I'd suggest having the group work up a sort of SOP. If there are any obvious flaws with it, you run it through and point out said flaws in game. If it seems solid enough, the 'games' only occur when something unexpected happens. Sort of a "You've been smuggling for 2 months now and have made X¥", pause for cheers and excitement, maybe some offscreen purchases, "Currently you are halfway between point A and B on a run, when <insert speed bump here>".

The smuggling itself happens in absentia, as you said it'll get boring otherwise, you play when things go wrong, and there are planty of things that can go wrong as stevebugge pointed out.

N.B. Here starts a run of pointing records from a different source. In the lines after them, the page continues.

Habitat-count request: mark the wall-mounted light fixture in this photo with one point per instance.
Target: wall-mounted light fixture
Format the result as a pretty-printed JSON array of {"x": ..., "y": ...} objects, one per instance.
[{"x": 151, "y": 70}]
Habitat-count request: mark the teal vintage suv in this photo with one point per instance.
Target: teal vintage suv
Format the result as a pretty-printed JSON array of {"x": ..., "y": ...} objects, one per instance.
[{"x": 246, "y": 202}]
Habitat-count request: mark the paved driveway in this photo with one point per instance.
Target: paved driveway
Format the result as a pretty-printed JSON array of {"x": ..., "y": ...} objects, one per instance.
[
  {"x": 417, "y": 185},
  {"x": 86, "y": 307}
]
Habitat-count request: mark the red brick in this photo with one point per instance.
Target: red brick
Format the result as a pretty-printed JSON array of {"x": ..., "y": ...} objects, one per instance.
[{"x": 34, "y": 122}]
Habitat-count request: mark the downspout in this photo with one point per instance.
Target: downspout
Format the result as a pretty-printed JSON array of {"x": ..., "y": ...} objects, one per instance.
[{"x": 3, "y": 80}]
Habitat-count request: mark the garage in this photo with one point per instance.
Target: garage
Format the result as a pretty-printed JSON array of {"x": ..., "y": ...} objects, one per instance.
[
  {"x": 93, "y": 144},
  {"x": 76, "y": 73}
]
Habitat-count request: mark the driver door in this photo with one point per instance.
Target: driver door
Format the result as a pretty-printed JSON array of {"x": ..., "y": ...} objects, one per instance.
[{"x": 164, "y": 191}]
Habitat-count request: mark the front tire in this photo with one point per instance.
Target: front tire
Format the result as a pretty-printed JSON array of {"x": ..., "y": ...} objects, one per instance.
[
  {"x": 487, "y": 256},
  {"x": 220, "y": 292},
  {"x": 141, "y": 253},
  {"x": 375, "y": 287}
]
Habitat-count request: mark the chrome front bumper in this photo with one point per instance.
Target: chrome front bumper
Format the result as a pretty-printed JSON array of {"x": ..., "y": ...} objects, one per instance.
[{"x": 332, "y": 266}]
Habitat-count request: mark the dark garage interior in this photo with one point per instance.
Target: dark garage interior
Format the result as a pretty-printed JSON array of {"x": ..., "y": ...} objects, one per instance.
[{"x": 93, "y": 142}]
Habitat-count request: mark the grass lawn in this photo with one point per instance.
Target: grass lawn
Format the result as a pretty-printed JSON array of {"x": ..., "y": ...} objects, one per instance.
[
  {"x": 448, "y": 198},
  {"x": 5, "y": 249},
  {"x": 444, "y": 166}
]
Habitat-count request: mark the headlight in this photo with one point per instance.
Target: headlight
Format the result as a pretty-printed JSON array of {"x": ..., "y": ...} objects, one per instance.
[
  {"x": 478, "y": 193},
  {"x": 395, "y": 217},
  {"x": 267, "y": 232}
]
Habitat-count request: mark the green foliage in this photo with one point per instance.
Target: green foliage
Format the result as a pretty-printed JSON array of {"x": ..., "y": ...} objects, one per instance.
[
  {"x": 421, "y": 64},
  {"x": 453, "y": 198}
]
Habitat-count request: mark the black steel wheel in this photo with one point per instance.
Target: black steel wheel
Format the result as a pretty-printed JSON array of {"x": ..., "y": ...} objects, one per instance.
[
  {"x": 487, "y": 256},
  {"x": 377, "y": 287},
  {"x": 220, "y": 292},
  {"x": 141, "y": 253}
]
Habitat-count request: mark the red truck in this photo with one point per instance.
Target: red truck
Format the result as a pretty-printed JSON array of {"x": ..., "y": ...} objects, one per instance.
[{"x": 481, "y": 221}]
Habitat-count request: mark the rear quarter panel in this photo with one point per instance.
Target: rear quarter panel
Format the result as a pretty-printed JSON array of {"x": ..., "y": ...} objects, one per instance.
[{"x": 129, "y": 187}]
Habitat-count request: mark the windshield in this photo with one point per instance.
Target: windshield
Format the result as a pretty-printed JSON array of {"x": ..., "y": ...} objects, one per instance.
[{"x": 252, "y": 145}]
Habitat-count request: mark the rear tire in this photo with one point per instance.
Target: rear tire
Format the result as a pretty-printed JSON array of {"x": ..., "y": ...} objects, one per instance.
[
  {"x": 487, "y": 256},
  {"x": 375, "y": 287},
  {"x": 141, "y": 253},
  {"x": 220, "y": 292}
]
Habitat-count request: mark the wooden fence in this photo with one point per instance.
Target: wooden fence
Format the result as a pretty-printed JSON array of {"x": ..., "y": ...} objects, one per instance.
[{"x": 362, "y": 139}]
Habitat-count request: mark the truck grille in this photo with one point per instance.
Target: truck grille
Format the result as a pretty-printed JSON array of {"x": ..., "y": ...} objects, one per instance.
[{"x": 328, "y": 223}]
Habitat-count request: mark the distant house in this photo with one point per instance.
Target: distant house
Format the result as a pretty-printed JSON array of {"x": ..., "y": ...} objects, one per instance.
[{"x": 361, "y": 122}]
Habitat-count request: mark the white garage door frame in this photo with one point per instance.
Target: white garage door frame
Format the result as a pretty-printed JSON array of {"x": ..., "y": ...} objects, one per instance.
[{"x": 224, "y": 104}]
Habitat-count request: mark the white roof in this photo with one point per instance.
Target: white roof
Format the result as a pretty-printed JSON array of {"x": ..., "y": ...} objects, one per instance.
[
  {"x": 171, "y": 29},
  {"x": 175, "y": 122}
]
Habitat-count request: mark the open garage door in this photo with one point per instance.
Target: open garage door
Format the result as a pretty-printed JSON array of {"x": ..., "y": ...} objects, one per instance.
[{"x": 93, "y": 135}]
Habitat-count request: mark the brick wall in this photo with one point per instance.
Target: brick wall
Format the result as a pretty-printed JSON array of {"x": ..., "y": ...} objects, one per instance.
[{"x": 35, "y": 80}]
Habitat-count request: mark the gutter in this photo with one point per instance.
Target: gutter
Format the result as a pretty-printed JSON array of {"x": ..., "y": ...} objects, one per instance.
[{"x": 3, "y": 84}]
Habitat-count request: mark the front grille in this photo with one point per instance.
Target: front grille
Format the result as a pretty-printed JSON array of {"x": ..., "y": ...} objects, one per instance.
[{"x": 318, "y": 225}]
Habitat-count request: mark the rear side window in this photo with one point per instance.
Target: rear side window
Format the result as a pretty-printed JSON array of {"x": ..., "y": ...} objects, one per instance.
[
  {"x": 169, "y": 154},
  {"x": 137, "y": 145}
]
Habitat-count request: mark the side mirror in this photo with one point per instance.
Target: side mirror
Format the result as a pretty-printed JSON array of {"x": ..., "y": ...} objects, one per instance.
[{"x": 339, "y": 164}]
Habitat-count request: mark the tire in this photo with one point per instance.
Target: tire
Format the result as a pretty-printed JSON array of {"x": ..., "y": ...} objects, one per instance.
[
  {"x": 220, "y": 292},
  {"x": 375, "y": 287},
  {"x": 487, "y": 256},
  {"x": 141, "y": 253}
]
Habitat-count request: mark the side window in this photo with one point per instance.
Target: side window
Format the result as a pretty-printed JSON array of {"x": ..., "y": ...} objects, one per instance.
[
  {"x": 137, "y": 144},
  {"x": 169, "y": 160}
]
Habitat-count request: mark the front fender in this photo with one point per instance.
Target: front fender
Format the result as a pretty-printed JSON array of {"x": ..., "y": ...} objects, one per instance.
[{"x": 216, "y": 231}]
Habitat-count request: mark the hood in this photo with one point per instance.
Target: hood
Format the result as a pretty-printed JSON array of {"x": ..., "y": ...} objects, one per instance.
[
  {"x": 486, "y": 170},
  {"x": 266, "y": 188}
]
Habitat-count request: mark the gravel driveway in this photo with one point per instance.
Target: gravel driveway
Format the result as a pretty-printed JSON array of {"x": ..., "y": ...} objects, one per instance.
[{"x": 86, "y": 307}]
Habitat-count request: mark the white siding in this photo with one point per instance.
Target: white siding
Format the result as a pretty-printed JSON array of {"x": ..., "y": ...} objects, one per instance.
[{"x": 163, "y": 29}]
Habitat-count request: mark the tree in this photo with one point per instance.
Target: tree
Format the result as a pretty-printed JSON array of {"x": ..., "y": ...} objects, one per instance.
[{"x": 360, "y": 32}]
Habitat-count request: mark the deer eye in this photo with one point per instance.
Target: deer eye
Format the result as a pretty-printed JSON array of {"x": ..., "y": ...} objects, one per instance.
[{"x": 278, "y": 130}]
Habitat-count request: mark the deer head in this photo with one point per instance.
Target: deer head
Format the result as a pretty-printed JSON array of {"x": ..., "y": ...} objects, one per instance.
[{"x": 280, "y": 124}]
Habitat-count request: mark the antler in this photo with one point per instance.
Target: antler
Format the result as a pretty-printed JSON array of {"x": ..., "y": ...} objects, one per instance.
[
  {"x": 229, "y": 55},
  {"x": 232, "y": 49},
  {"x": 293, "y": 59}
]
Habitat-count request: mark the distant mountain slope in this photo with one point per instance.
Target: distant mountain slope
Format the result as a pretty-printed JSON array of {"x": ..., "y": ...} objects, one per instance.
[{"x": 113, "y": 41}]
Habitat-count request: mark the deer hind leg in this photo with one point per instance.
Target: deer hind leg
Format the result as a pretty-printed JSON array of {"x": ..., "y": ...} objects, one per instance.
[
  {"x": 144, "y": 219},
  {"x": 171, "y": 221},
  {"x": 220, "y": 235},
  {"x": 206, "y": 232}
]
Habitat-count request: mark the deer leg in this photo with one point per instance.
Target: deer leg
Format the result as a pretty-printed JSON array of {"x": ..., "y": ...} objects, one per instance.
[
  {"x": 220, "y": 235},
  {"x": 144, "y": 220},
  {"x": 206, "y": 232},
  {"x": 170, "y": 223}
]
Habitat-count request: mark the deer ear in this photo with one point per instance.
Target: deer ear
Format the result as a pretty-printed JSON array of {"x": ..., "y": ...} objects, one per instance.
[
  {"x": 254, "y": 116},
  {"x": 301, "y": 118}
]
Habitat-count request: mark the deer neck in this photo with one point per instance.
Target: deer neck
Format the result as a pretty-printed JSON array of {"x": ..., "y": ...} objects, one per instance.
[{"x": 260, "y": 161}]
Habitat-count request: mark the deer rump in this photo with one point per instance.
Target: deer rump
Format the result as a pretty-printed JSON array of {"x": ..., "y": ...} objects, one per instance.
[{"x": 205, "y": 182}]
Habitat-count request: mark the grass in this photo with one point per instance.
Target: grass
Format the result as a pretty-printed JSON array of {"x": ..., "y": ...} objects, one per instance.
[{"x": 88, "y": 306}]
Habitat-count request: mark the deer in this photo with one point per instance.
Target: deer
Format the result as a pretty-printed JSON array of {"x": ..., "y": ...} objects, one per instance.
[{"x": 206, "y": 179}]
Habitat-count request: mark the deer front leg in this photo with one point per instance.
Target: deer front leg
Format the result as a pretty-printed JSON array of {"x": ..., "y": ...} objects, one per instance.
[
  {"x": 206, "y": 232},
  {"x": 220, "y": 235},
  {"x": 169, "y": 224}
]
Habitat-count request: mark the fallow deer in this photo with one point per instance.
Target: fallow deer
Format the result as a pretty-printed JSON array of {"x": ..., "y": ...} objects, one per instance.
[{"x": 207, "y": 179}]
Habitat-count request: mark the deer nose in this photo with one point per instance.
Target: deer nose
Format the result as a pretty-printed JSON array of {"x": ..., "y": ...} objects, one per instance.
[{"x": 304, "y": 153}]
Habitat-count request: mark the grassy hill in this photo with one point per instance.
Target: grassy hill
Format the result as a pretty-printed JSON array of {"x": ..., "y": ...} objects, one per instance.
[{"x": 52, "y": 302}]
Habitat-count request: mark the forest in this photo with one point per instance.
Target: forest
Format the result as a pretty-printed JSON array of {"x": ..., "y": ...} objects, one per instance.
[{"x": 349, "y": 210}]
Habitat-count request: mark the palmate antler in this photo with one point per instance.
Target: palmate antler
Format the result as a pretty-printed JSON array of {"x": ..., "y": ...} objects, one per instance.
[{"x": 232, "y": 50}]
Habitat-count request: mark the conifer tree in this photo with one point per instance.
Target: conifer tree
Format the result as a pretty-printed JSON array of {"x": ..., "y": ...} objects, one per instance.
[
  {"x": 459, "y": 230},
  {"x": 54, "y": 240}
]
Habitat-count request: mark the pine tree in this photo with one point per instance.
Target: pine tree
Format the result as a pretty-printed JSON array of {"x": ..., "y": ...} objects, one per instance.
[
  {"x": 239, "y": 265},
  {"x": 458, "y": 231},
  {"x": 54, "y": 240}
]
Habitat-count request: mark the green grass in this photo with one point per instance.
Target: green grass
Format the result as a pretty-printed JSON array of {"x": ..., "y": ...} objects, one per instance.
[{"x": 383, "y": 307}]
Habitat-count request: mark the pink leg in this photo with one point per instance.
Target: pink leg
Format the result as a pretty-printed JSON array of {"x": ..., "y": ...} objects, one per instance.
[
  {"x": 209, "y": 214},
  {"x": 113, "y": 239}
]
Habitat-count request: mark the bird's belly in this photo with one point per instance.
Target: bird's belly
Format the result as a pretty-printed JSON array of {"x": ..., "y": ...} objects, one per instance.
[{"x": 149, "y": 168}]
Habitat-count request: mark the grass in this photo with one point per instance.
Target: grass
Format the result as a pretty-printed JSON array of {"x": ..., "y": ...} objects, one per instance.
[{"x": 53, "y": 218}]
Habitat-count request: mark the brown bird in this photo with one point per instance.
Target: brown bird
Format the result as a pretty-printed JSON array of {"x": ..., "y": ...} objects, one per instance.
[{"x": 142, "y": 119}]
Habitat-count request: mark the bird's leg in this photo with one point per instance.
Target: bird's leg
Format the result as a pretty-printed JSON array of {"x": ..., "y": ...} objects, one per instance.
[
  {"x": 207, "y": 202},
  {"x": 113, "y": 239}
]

Thats kinda what I was figuring on doing. Playing some regular runs and then have a bunch of smuggling happen between adventures on their downtime and only play out the ones where stuff goes bad.
fistandantilus4.0
I've done some smuggling games .Hovercraft work good. T-birds are ok if you can do the work to up their economy. In my exeprience, they're good for a change of pace, but not so much on campaign direction. Good just be my personal taste though. Good if you can make up lots of interesting NPCs and locales.
Slash_Thompson
smuggling really works best when it's part of a larger campaign scheme (like having to smuggle goods down to calfree to the fence you finally found for them, etc) spend more time on the B&E/salvage/fencing than on the actual smuggling, and have many non-smuggling jobs on the sides as well.

even recent popculture "smuggling" shows, like Firefly, have been more along these lines.